By Ben Worthen, Wall Street Journal
September 5, 2007, 8:06 AM EDT


IBM’s venture-capital group is different from a traditional VC firm. Instead of giving promising startups seed money in exchange for an equity stake, IBM gives startups software and hardware and consulting services, and introduces promising companies to IBM’s customers. IBM uses the new products as a way to sell its consulting services. The venture group is part of a $1 billion a year partnership effort by IBM, Drew Clark, a director with the group, tells the Business Technology Blog.


One of the biggest looming issues for businesses is green technology, Clark tells us. It’s a much bigger issue than just being a good corporate citizen; companies spend millions a year on energy that they don’t need. IBM works with companies like Sensicore that make Internet-connected sensors that can measure anything from water quality to how hot a piece of equipment is. This information can help companies make strategic energy-consumption decisions, such as when to turn on the air conditioning or to cool only selected parts of a datacenter.
It’s not enough just to have this data, however.

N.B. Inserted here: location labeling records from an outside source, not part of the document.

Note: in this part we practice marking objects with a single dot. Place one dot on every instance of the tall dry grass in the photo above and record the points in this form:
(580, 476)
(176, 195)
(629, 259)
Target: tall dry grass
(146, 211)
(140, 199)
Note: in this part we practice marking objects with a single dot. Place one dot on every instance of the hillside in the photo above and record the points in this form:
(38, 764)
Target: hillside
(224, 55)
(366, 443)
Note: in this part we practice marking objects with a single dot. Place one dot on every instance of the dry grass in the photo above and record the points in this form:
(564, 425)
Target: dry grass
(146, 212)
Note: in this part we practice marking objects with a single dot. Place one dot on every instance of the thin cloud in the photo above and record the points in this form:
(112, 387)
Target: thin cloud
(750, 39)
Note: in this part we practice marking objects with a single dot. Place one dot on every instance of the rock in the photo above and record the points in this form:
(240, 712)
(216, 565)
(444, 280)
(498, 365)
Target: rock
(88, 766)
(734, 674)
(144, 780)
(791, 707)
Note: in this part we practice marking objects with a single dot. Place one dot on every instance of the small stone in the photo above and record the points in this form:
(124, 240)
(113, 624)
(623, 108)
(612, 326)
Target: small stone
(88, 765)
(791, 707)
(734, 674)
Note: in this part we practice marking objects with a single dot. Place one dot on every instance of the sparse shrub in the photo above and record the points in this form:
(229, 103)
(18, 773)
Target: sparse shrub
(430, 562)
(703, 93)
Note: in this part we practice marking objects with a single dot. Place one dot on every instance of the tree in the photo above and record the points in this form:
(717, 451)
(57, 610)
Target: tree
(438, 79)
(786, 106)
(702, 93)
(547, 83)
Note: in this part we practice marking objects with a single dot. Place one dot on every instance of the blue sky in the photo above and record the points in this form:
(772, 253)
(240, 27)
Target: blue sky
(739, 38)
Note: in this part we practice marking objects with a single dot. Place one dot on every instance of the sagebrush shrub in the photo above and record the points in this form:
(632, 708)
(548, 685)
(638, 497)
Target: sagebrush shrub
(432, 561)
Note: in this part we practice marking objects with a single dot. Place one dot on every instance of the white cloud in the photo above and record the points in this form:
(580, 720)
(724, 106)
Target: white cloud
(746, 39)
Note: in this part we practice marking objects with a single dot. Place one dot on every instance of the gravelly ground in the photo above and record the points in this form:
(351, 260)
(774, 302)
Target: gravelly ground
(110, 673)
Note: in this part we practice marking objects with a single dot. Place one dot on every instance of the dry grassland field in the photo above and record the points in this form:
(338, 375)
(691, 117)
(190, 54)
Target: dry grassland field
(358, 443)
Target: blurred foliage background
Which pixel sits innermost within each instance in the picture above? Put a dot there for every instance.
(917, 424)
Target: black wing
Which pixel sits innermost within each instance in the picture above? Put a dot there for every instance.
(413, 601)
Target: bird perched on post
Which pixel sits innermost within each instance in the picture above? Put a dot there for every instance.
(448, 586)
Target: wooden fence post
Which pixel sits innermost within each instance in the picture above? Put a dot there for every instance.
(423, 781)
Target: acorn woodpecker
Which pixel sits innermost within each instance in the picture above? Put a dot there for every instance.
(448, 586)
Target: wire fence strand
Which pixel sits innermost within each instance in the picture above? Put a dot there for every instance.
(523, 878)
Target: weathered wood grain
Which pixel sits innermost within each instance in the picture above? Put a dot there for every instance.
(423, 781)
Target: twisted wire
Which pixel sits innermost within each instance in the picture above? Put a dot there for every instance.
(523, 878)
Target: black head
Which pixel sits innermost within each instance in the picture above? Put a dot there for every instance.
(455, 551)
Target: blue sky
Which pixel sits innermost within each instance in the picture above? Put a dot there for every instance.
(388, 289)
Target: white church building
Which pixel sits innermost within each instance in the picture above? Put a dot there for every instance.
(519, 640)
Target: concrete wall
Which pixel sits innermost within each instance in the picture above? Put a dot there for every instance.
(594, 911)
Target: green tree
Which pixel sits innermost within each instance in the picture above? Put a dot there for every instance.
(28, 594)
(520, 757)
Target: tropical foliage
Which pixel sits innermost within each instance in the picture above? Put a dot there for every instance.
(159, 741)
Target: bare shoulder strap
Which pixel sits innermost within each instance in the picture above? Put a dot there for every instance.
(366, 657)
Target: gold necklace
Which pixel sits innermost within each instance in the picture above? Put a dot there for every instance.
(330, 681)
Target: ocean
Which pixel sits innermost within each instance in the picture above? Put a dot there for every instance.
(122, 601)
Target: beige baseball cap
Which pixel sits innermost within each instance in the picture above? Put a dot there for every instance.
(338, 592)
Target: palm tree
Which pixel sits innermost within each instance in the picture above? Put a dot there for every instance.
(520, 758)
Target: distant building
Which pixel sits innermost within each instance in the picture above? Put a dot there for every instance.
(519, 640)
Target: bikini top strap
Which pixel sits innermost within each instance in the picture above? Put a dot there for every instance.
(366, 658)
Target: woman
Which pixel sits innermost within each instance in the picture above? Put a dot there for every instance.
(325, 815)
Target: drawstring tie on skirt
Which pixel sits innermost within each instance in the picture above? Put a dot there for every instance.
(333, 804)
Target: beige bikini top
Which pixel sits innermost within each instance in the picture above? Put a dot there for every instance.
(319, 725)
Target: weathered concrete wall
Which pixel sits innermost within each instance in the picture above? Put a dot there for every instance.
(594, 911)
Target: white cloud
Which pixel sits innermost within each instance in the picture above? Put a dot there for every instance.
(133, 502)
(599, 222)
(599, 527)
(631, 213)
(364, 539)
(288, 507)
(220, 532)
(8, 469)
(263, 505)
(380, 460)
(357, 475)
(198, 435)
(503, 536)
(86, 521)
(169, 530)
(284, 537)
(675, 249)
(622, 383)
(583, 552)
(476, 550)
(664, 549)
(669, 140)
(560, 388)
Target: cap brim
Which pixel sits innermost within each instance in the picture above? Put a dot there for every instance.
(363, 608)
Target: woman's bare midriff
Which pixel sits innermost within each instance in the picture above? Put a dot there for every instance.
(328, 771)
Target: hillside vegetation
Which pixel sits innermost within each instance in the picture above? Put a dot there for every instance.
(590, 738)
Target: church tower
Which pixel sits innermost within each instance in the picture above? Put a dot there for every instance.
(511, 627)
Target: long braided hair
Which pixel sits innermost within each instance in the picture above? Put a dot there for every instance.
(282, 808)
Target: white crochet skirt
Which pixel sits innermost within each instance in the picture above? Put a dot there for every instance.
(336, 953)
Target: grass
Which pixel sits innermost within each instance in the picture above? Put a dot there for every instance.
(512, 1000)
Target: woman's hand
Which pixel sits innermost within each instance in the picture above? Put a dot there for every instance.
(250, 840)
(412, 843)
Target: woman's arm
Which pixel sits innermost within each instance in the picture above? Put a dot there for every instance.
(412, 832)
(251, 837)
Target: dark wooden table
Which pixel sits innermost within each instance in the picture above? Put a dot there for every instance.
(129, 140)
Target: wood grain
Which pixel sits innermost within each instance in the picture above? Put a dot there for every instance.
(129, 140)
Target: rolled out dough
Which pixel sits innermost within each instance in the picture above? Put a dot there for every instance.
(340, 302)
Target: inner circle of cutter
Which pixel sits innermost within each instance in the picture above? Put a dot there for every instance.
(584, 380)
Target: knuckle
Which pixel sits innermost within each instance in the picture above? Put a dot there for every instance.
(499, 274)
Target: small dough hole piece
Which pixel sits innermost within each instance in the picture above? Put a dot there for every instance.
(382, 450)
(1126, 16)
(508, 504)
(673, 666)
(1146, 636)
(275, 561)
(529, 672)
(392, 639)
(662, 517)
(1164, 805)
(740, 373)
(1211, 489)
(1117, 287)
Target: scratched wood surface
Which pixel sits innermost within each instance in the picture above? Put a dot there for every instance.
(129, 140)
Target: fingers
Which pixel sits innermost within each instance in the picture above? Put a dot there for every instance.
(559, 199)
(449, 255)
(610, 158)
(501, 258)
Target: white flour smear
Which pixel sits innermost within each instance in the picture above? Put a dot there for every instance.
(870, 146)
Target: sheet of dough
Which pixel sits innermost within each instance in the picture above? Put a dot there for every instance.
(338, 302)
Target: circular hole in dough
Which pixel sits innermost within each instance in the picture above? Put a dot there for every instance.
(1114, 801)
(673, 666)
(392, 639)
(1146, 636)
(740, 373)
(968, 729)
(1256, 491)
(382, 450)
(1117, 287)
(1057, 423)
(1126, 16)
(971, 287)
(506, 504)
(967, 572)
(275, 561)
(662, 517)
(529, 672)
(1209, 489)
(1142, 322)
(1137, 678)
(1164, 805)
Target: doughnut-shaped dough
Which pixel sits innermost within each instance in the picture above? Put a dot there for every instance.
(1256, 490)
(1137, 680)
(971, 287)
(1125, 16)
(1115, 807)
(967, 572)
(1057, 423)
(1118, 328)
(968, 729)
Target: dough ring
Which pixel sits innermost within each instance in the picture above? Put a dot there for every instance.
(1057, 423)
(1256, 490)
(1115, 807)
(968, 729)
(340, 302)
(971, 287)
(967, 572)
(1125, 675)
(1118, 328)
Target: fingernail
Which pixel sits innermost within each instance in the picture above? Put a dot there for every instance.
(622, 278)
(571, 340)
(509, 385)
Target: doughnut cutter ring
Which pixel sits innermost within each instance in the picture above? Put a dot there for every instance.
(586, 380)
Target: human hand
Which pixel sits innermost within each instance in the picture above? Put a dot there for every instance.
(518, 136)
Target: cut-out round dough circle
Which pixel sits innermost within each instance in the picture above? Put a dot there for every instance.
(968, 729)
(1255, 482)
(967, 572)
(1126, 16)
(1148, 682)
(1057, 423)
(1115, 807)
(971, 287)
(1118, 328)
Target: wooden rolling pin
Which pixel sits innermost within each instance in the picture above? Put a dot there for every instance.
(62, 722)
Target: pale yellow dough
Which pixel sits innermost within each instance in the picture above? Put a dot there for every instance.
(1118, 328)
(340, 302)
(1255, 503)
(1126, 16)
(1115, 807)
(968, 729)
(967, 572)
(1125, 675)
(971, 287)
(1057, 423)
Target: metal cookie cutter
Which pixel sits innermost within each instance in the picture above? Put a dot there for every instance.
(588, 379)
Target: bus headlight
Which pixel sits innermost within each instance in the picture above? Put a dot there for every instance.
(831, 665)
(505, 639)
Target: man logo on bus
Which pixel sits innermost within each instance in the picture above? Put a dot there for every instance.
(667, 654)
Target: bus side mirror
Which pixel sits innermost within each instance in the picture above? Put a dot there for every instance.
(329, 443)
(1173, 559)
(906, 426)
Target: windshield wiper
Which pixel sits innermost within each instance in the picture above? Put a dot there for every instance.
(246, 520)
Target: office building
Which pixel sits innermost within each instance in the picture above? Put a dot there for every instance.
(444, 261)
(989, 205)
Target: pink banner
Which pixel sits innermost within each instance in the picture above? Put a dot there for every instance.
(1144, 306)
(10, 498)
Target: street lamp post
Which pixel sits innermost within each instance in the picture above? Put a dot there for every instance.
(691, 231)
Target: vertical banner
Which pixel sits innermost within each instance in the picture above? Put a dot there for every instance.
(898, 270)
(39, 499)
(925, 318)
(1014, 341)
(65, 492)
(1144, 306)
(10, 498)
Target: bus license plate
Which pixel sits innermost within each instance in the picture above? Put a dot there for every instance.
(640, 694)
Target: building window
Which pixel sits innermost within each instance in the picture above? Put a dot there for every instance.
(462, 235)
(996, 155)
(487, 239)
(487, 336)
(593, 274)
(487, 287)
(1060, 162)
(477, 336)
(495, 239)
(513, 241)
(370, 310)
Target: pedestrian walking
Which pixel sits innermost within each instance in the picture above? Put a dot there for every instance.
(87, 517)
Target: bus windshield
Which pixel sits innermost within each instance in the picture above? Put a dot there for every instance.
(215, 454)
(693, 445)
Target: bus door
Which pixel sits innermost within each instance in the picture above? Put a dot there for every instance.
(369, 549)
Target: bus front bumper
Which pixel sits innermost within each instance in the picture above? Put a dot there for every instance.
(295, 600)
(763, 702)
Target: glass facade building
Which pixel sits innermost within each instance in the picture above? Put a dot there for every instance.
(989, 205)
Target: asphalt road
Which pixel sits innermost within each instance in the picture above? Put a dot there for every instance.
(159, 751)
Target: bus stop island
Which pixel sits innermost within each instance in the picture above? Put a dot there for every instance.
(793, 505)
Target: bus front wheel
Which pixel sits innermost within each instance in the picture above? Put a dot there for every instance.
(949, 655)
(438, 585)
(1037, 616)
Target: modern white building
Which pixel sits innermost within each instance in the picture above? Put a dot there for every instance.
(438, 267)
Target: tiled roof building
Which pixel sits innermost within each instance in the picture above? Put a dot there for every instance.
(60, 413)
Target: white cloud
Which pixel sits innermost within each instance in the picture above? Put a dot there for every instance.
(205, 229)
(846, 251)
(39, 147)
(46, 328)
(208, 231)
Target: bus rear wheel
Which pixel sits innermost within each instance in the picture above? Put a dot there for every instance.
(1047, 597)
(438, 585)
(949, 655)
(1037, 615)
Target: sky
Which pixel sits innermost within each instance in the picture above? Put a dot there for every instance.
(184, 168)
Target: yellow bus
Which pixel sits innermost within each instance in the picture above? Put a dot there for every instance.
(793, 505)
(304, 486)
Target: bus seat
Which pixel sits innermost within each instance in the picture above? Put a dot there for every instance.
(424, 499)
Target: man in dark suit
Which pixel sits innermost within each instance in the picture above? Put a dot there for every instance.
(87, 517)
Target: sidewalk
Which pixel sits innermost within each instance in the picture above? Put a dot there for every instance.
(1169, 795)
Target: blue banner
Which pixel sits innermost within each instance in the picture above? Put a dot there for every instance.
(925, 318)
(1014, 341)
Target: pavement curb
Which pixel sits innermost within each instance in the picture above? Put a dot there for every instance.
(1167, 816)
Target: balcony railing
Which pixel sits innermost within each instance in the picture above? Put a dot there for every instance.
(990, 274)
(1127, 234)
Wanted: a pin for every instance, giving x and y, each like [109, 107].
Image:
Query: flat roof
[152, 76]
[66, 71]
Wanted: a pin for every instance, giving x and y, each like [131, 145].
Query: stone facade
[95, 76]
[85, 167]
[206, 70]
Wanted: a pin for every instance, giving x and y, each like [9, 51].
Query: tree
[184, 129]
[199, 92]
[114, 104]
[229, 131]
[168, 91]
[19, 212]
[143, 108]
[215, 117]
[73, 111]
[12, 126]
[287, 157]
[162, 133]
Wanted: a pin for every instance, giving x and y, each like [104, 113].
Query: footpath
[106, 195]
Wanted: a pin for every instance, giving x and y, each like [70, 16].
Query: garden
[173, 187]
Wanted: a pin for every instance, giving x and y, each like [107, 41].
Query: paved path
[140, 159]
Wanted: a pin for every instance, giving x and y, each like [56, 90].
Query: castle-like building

Companies will need to make sense of the information these sensors pick up. That’s why IBM is looking at companies like Synapsense that make software that can help companies manage the data from these sensors.


While companies have been slow to adopt so-called green technology, IBM thinks that will change. “We’re well beyond convinced,” says Clark. “We’re betting a lot of money on it.” IBM will presumably make a lot of that money back helping companies integrate their new sensor software with existing systems.